Mereka yang masuk neraka karena sebuah dosa, tidaklah kekal di dalamnya jika mereka adalah orang-orang yang beriman.

 

اِلَّا الَّذِيْنَ تَابُوْا مِنْ قَبْلِ اَنْ تَقْدِرُوْا عَلَيْهِمْۚ فَاعْلَمُوْٓا اَنَّ اللّٰهَ غَفُوْرٌ رَّحِيْمٌ ࣖ

 

“kecuali orang-orang yang bertobat sebelum kamu dapat menangkapnya. Maka, ketahuilah bahwa sesungguhnya Allah Maha Pengampun lagi Maha Penyayang.” (QS. Al-Maidah[5]: 34)

 

- Terdapat pengecualian dari cakupan empat bentuk hukuman di atas, yaitu mereka yang bertaubat sebelum ditangkap oleh aparat penguasa.hukuman tersebut gugur dari diri mereka. Taubat yang mengugurkan dari hukuman adalah taubat Nasuha, yaitu taubat yang tulus dan sungguh-sungguh, bukan pura-pura bertaubat.

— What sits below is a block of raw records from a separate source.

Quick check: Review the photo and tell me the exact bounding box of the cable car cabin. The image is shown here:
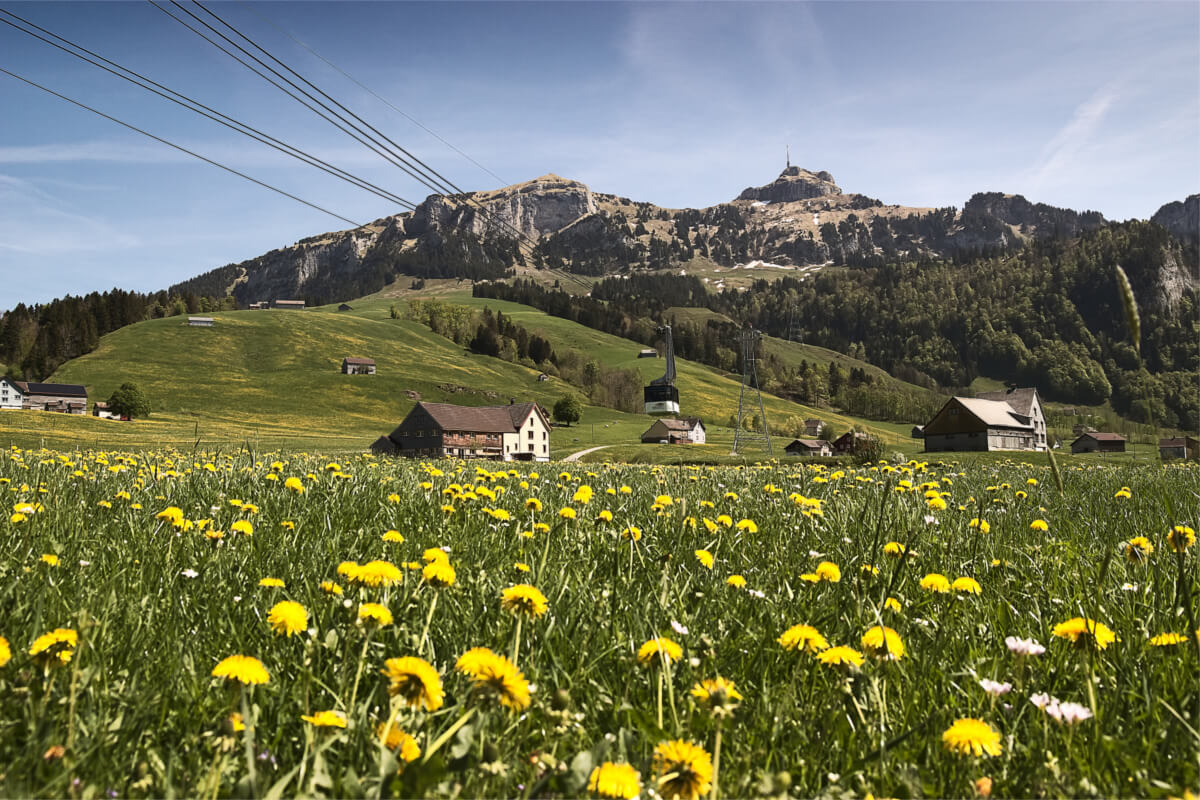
[642,384,679,414]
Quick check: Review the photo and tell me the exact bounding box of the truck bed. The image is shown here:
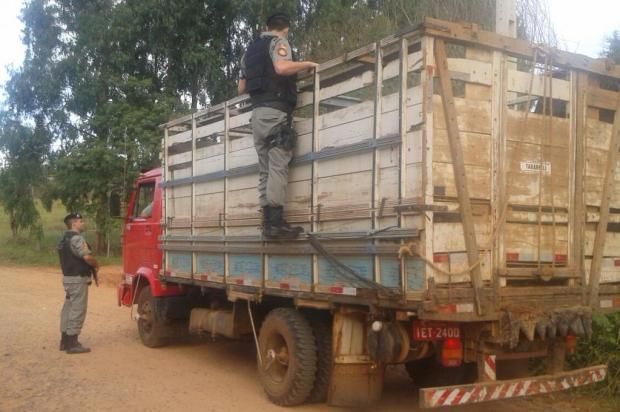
[162,19,620,320]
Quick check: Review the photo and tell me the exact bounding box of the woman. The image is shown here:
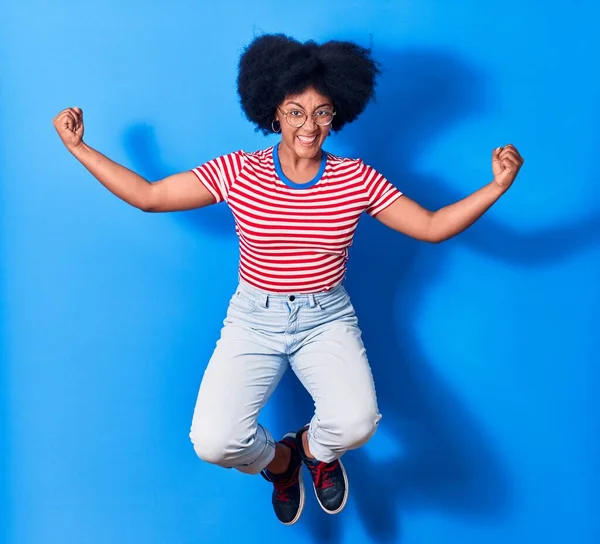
[54,35,523,524]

- perlu dicatat di sini, bahwa yang gugur dari pertaubatan ini adalah apa yang menjadi bagian dari hak-hak Allah saja, yaitu hukuman yang terbagi disebut di atas. Adapun yang berhubungan dengan hak manusia, seperti harta yang dirampas, barang yang dirusak dan sejenisnya, tetap menjadi tanggungannya untuk mengganti. Sebagian ulama memasukkan hukum Qishash bagi yang terbunuh menjadi hak wali korban. Dia diberi pilihan untuk menuntut balas (Qishash) atau memaafkannya.